11.3.3.1 Blood-borne pathogens. Exposure of an emergency medical care provider to a patient infected with a blood-borne pathogen as defined in subsection 11.3.2.1 shall include a needle-stick or other penetrating injury with an item contaminated by a patient's blood, plasma, pleural fluid, peritoneal fluid, tissue, cerebrospinal fluid, synovial fluid, peritoneal fluid, pericardial fluid, amniotic fluid, or any other body fluid or drainage that contains blood or plasma. Contact of these fluids with mucous membranes or non-intact skin of the emergency medical care provider or extensive contact with intact skin shall also constitute exposure.

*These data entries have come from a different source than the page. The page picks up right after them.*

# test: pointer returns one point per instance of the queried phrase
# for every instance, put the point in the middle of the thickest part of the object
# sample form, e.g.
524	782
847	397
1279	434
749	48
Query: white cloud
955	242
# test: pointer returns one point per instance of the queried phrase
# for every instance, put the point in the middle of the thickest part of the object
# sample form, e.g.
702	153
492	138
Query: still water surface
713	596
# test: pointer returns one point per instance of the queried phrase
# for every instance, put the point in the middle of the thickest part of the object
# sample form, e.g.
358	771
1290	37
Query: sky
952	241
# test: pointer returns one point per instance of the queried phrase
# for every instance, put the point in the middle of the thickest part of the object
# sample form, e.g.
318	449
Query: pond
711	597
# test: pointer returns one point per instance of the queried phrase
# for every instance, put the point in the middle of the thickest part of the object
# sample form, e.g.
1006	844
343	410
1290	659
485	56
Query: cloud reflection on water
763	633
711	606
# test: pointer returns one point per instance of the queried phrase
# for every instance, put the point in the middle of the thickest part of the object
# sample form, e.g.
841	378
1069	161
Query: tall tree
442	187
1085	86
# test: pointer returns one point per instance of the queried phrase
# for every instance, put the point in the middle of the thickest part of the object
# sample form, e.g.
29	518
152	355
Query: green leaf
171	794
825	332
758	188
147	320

11.3.3.2 Airborne and droplet-spread pathogens. Exposure of an emergency medical care provider to a patient infected with an airborne or droplet-spread pathogen as defined in subsection 11.3.2.2 shall be as follows:

11.3.3.2.1 Meningococcal disease and Haemophilus influenza: Close contact with an infected patient's oral secretions or sharing the same air space with an infected patient for 1 hour or longer without the use of an effective barrier such as a mask.

11.3.3.2.2 Measles: Sharing confined air space with an infected patient, regardless of contact time.

11.3.3.2.3 Tuberculosis: Sharing confined air space with an infected patient, regardless of contact time.

11.3.3.3 Uncommon or rare pathogens. The Division of Public Health shall determine definition of exposure to an uncommon or rare pathogen on a case-by-case basis.

11.3.3.4 Ruling on infection and exposure. When requested by the emergency medical care provider or receiving medical facility, the Division of Public Health shall investigate and issue judgment on any differences of opinion regarding infection and exposure as otherwise defined in subsection 11.3.

11.4 Request for Notification

11.4.1 Every employer of an emergency medical care provider and every organization which supervises volunteer emergency medical care providers must register the name or names of a designated officer who shall perform the following duties. The designated officer shall delegate these duties as may be necessary to ensure compliance with this regulation.

11.4.1.1 Receive requests for notification from emergency medical care providers;

11.4.1.2 Collect facts relating to the circumstances under which the emergency medical care provider may have been exposed;

11.4.1.3 Forward requests for notification to receiving medical facilities;

11.4.1.4 Report to the emergency medical care provider findings provided by the receiving medical facility; and

11.4.1.5 Assist the emergency medical care provider to take medically appropriate action if necessary.

11.4.2 Receiving medical facilities must register with the Division of Public Health the name or office to whom notification requests should be sent by an emergency medical care provider and who is responsible for ensuring compliance with this section.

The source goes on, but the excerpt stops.